I've only regretted NOT dating a girl once in my life. And as chance would have it, we met up after 2 years of not even seeing eachother just a few months ago and things are right back where we ended off. I learned my lesson, and this time around, I will NOT be making the same mistake, and I'm going for it. I'll be sure to let anyone who's interested know how things turn out ;)


Dude, I ing love your posts. Your mind looks at and analyses things much in the same way and manner as mine does.

Thats really cool to see.

^5 to your explanation and points in your post!
Spam
quote:
Originally posted by StereoPrincess
Every relationship is an entity of it's own. It's very difficult to judge if something is too fast or too slow. You have to just go with the flow and do what feels right in each instance. Being careful and waiting around is sometimes the wrost thing for a relationship. Moving in before your married? Again, it's a separate issue for each relationship. Telling yourself now that you will never do it could potentially set up blockades along the road to happiness.

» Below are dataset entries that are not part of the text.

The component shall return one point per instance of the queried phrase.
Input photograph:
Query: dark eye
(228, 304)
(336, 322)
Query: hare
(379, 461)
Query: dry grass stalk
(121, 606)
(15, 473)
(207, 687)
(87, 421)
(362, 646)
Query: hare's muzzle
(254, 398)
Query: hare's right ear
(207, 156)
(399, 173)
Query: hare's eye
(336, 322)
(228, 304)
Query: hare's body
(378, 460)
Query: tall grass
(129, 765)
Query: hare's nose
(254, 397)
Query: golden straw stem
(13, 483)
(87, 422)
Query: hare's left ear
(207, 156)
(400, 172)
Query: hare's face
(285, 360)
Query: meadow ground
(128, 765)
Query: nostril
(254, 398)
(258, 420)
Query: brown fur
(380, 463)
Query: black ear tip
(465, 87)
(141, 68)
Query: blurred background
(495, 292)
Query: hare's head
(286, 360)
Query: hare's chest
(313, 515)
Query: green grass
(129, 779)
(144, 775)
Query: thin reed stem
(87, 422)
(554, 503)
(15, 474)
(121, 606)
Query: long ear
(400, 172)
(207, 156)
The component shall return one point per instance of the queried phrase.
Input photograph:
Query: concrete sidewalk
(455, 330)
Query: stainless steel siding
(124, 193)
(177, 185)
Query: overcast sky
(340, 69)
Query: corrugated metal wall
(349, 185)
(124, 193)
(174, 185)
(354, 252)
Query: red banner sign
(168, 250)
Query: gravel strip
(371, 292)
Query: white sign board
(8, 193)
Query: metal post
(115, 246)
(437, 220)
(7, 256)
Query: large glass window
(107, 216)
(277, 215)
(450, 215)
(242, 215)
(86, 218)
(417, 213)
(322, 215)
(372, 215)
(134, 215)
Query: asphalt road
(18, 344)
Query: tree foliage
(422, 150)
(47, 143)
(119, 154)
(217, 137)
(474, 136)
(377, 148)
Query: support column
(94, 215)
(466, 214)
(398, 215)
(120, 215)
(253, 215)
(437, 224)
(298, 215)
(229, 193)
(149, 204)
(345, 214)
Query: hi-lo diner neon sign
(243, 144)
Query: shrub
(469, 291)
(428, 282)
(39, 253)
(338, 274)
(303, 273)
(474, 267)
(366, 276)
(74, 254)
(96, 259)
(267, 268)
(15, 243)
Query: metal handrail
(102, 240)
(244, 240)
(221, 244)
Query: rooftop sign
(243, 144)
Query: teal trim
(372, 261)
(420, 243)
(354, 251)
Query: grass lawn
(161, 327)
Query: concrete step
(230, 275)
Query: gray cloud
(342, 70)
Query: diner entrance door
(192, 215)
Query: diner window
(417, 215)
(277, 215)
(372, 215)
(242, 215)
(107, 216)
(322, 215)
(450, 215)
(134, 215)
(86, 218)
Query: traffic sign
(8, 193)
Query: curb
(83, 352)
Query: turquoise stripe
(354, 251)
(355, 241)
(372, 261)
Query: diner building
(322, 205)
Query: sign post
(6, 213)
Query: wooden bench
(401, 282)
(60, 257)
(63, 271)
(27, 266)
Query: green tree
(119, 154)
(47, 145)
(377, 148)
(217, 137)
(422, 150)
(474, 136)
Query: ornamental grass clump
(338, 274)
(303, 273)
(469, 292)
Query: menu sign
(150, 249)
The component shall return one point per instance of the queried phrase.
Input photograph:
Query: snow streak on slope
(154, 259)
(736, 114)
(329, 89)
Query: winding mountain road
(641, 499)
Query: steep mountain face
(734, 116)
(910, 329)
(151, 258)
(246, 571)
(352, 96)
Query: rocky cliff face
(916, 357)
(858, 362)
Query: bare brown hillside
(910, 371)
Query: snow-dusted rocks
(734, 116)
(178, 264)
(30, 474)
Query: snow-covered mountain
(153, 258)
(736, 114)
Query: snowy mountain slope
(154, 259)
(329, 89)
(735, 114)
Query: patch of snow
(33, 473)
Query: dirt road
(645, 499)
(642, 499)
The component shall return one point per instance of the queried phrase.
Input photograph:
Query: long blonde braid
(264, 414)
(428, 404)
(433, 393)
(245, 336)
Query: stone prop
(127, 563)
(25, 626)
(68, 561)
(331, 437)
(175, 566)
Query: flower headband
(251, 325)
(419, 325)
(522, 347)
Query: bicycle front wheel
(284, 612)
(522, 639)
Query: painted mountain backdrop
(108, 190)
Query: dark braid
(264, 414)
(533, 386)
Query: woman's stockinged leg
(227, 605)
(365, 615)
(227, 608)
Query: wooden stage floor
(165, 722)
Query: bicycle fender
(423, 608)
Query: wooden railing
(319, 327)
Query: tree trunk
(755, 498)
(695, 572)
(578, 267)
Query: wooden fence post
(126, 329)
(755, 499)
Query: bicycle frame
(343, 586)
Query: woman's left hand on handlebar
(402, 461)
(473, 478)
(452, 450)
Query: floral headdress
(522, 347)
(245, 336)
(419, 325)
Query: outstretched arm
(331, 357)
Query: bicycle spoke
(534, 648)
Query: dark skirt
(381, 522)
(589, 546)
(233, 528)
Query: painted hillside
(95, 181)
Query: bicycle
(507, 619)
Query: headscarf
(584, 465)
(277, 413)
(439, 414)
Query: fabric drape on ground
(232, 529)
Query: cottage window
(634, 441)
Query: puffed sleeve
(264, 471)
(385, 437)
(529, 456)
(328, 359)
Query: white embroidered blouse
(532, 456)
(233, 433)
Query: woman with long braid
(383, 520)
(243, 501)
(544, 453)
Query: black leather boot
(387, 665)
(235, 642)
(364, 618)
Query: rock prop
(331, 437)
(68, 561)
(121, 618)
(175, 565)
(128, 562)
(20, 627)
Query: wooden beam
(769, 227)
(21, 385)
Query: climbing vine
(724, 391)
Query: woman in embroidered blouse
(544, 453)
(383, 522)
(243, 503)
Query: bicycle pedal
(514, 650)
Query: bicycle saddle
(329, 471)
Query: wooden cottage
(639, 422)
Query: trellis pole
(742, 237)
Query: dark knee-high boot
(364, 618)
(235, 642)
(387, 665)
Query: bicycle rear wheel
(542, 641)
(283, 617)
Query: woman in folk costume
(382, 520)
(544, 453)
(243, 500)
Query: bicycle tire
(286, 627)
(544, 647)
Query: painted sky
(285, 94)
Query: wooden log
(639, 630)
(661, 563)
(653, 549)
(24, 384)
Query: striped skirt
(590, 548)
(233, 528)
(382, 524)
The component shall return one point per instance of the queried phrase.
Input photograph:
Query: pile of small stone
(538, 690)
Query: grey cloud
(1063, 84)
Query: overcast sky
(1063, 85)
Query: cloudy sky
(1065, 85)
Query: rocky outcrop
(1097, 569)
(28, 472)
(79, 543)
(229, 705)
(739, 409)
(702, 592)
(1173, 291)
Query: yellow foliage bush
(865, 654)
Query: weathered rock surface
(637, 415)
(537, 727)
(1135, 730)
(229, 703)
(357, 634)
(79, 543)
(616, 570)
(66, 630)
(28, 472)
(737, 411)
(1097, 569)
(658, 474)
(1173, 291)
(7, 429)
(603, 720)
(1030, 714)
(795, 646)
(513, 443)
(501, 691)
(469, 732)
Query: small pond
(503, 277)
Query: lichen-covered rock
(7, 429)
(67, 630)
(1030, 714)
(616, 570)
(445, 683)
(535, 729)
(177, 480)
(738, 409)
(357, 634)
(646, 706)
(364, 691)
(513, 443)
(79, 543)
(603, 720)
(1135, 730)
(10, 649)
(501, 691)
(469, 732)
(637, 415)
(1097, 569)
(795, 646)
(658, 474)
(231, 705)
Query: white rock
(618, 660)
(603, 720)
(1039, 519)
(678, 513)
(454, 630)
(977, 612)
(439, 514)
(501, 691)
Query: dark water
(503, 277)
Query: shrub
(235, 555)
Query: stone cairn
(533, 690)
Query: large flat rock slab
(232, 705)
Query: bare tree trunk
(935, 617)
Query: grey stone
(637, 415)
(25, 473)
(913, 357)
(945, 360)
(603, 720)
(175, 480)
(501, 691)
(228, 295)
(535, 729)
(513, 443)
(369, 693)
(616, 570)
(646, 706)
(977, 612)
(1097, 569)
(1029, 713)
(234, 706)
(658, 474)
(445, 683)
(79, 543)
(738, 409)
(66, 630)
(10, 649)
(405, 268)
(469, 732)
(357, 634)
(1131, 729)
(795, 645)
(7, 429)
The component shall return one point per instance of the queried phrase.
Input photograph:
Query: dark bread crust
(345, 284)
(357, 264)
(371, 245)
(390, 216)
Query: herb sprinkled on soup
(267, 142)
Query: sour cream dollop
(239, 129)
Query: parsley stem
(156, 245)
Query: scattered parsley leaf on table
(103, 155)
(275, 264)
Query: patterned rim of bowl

I agree that every relationship has it's own timeline and that you should go with the flow. There are no arguments here on that point. But forcing a relationship (ie. Rushing) is always a bad call, all the same. I think that a keeping a clear head in all situations is important because sometimes things 'feel' right, but really aren't in the long run. That's why a touch of logic to any feeling can work wonders. If you sit back for a week, a month, whatever, and it still feels right, then it's probably right. Patience is a virtue, and is totally seperate from inaction due to fear of getting hurt.

All that being said, I STILL will never move in with a girl until I am married to her. I believe that you can get to know someone perfectly well outside of living together, and if you don't, you're not asking the right questions when you're with her. I think it's no coindidence that as more and more people have started moving in together before marriage, that the divorce rate has skyrocketed at the same time.

quote:
Setting time lines and rules never works. Love has no rules and follows no timelines. It could take you 2 years or 2 minutes to fall in love with someone and know it's right or wrong.


Agreed, but my 'rules' are more guidelines than anything, I should point out. What's important is that you have a personal check in place, to help you avoid making foolish decisions when your heart says one thing, but reality whispers another.
rabbitjoker
Interesting.
dallastar
very interesting!

i must say Spam you are a very profound writer! thanks
Zeidoo
The more you try to make relationship/attraction work, the more it fails.


Girls are attracted to bad boys because they don't try, let alone care.
DiskoBiskit
quote:
Originally posted by The Highroller
+1. One of the most attractive qualities a girl can have (besides looks of course :D) is if she'll stand up to me and put me in my place when it's necessary (ie she has a strong personality). Strangely, I haven't found many girls my age like this.


go to England babe. Loads of tough chicks over there. Or... get an older woman! :eek: I dare you!
Provocative_boi
quote:
Originally posted by rabbitjoker
Interesting.



+1
Cosmic Fur
quote:
Originally posted by Provocative_boi
*useless bump*


fixed
Provocative_boi
This thread has some really good points if you actually read.

Cosmic Fur
Oh we've read it, around 10 months ago.
yankeeBaby
I wanna bad boy for the night...... and a good boy for a lifetime *if* he is a bad boy in bed. plain and simple.